Sentul East is set to see another three new launches ' D2 & D5 commercial and Fannell condos worth RM1.4 billion over the next two years. Along with margin expansion, this should boost YTLL's thee-year earnings compound annual growth rate to 47% (potential upside as any contribution from an asset injection exercise by YTL Corp, pending completion in mid-CY2011 has yet to be factored in).
YTLL has the biggest exposure to the potential MRT interchange at 66% of realisable net asset value via Sentul (119 acres), KL Sentral (five acres) and Bukit Bintang (5 acres). ' HwangDBS Vickers Research, March 28
This article appeared in The Edge Financial Daily, March 29, 2011.
Company Name: YTL LAND & DEVELOPMENT BHD
Research House: HWANGDBS
YTL Land & Development Bhd
(March 28, RM1.83)
Maintain buy at RM1.87 with target price of RM2.70: While we expected Capers' launch (gross development value about RM380 million) to be successful, the huge turnout last Friday to Sunday was a positive surprise. More than 90% of the 466 units (two blocks of high-rise and low-rise) were taken up at an average selling price (ASP) of RM600 psf (choice units as high as RM800 psf), doubling the last launch price of RM300 psf for Saffron in 2006.

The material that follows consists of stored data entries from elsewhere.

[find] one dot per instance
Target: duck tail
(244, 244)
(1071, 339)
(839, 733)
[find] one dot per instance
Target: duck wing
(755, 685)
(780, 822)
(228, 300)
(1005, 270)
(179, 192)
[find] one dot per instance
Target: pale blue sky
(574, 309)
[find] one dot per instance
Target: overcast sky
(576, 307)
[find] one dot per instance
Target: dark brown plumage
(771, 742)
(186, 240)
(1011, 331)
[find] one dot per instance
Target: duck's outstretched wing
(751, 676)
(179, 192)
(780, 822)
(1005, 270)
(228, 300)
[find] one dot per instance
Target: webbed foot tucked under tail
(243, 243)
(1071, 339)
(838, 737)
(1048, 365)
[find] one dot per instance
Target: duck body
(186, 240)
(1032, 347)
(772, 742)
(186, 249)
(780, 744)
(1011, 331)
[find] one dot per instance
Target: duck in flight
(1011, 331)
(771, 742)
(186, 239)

Built-ups range from 695 to 1,965 sq ft, priced from RM689,000 a unit. An early-bird discount of 3% to 5% and 10:90 financing (interest absorption by developer during the 42-month construction period) were also thrown in. The strong sales are commendable in view of the 70% loan-to-value cap for the third house onwards (since November 2010), heightened market uncertainty (Middle East and North Africa crisis and Japan earthquake), and Sentul's reputation as an old, underdeveloped area (ripe for urban rejuvenation).

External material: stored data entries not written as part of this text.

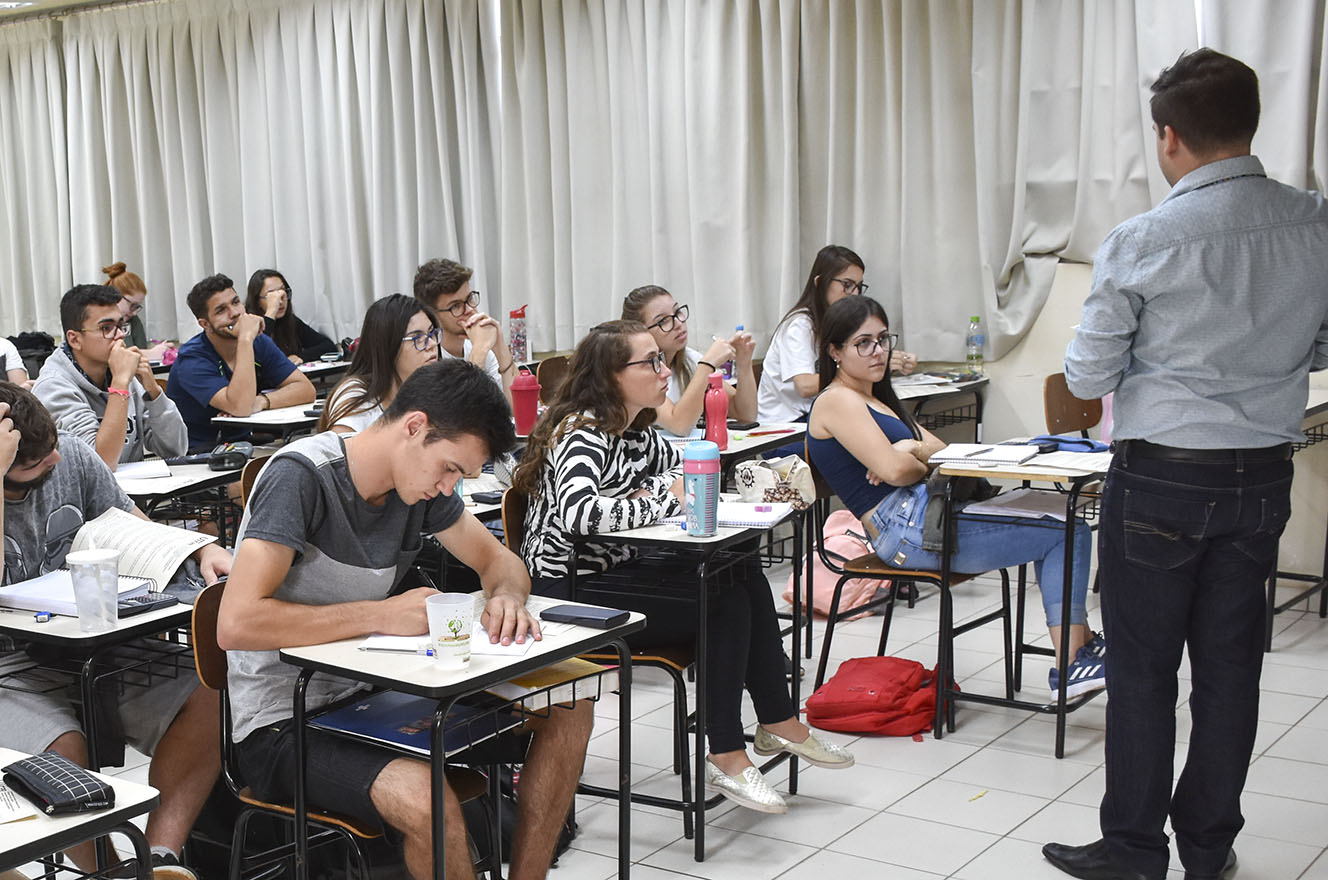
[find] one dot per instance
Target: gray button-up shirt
(1209, 312)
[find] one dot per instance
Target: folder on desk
(404, 721)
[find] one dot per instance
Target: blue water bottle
(701, 487)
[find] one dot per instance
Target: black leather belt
(1144, 449)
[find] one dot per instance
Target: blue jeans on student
(1183, 552)
(988, 543)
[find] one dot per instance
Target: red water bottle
(717, 412)
(525, 401)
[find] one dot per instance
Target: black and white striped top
(583, 490)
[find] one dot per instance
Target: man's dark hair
(438, 278)
(1210, 100)
(458, 398)
(73, 304)
(36, 429)
(205, 290)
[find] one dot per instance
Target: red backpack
(875, 694)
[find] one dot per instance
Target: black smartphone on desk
(584, 616)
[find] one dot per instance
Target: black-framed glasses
(424, 340)
(655, 360)
(851, 287)
(461, 305)
(109, 329)
(667, 321)
(886, 341)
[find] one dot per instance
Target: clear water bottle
(974, 341)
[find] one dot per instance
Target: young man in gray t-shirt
(53, 483)
(331, 528)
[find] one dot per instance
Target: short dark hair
(458, 398)
(36, 429)
(203, 291)
(438, 278)
(73, 304)
(1210, 100)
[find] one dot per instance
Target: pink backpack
(843, 540)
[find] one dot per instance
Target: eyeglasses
(665, 323)
(424, 340)
(655, 360)
(851, 287)
(461, 305)
(109, 329)
(886, 341)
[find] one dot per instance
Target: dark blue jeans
(1183, 554)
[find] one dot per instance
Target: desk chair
(672, 659)
(1064, 412)
(871, 566)
(550, 374)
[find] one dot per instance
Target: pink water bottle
(525, 401)
(717, 412)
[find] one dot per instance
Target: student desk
(418, 676)
(284, 420)
(92, 656)
(32, 839)
(665, 536)
(1072, 482)
(1315, 406)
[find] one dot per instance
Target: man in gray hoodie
(104, 392)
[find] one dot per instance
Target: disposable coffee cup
(94, 575)
(450, 620)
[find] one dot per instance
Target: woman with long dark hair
(399, 337)
(595, 465)
(270, 295)
(874, 455)
(789, 369)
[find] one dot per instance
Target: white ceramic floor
(976, 805)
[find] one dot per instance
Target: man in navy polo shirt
(230, 368)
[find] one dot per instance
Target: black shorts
(341, 770)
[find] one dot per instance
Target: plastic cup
(450, 620)
(94, 575)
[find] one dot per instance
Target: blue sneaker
(1085, 674)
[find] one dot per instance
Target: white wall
(1015, 409)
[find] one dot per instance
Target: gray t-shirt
(345, 550)
(40, 528)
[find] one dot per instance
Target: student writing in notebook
(874, 455)
(595, 465)
(52, 486)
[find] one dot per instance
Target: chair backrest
(550, 374)
(249, 475)
(209, 659)
(1064, 412)
(514, 506)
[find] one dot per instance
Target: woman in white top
(789, 372)
(667, 321)
(399, 337)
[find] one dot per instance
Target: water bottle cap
(701, 450)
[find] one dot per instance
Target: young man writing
(104, 392)
(52, 486)
(230, 368)
(444, 286)
(330, 531)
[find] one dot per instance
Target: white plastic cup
(450, 621)
(94, 575)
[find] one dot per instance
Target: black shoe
(1227, 870)
(1090, 862)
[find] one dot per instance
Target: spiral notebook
(745, 514)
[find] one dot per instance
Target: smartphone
(584, 616)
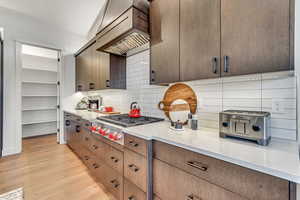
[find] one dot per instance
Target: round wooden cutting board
(175, 92)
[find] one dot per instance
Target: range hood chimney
(125, 26)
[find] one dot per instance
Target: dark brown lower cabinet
(209, 178)
(132, 192)
(171, 183)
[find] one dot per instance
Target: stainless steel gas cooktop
(126, 121)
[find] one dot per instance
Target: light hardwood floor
(48, 171)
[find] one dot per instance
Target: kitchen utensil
(179, 111)
(250, 125)
(178, 91)
(135, 110)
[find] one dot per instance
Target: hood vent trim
(128, 31)
(132, 41)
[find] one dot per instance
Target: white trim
(18, 97)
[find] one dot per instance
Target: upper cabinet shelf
(200, 39)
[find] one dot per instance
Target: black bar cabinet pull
(215, 65)
(226, 64)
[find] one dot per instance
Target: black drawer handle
(152, 76)
(115, 183)
(133, 167)
(107, 83)
(68, 123)
(79, 87)
(114, 159)
(197, 165)
(193, 197)
(131, 198)
(226, 64)
(132, 143)
(215, 65)
(77, 128)
(96, 166)
(92, 86)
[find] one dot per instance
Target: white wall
(297, 66)
(18, 27)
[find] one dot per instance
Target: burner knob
(118, 136)
(225, 124)
(256, 128)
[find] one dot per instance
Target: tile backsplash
(272, 92)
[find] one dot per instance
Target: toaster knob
(225, 124)
(256, 128)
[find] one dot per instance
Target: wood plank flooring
(48, 171)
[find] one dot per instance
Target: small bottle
(194, 124)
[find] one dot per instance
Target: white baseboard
(9, 152)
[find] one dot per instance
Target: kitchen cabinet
(199, 39)
(83, 65)
(255, 36)
(97, 70)
(195, 170)
(164, 48)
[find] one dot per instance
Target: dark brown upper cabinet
(164, 29)
(199, 39)
(255, 36)
(97, 70)
(83, 65)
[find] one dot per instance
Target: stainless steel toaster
(250, 125)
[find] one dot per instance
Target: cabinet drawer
(257, 186)
(132, 192)
(135, 169)
(185, 186)
(110, 178)
(86, 139)
(136, 144)
(114, 158)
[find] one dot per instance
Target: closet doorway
(40, 91)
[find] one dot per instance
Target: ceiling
(76, 16)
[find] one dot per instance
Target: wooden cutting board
(175, 92)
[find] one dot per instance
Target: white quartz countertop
(280, 158)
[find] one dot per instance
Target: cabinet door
(164, 28)
(102, 69)
(255, 36)
(199, 39)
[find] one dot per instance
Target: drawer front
(156, 198)
(257, 186)
(136, 144)
(86, 139)
(185, 186)
(114, 158)
(132, 192)
(97, 147)
(135, 169)
(110, 178)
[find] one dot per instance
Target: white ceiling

The stronger-than-expected pace of sales at a new price benchmark for Sentul indicates: (i) under-pricing for an emerging prime area sandwiched between high-end enclaves Kenny Hills and KLCC (Binjai On The Park which recently set a new price benchmark of RM3,000 psf for a penthouse); (ii) rising interest in properties near potential MRT interchanges (Sentul will be just three or four stops away from KLCC on the proposed Circle Line); and (iii) a strong following for reputable'' developers with a good track record, strong branding and innovative design.

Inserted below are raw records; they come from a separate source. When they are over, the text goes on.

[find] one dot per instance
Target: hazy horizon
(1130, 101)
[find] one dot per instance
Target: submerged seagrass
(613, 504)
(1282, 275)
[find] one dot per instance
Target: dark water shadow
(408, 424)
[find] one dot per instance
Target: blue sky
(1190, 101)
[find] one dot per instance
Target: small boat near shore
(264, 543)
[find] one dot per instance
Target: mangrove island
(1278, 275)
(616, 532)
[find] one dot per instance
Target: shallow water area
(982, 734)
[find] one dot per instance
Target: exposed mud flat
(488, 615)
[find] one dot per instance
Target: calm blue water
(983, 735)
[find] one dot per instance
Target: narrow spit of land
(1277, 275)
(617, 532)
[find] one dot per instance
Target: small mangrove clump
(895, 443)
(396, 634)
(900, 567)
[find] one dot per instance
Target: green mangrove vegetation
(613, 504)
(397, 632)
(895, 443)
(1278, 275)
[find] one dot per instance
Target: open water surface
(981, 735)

At RM600 psf ASP, implied land value for Sentul works out to RM440 psf (assuming lower initial pre-tax margin of 20% margin, RM350 psf construction cost, RM20 psf interest absorption cost, four times plot ratio). Every 10% increase in ASP would boost implied land value by 44% (yet to factor in potential plot ratio expansion; YTLL aims to gradually increase Sentul ASP to RM1,000 psf). Capers is expected to drive up YTLL's unbilled sales to about RM450 million from about RM60 million previously.
Sentul East is set to see another three new launches ' D2 & D5 commercial and Fannell condos worth RM1.4 billion over the next two years. Along with margin expansion, this should boost YTLL's thee-year earnings compound annual growth rate to 47% (potential upside as any contribution from an asset injection exercise by YTL Corp, pending completion in mid-CY2011 has yet to be factored in).
YTLL has the biggest exposure to the potential MRT interchange at 66% of realisable net asset value via Sentul (119 acres), KL Sentral (five acres) and Bukit Bintang (5 acres). ' HwangDBS Vickers Research, March 28
This article appeared in The Edge Financial Daily, March 29, 2011.
Your excellent guidelines will be of great help to many. Nice post. I enjoyed reading it. Thanks!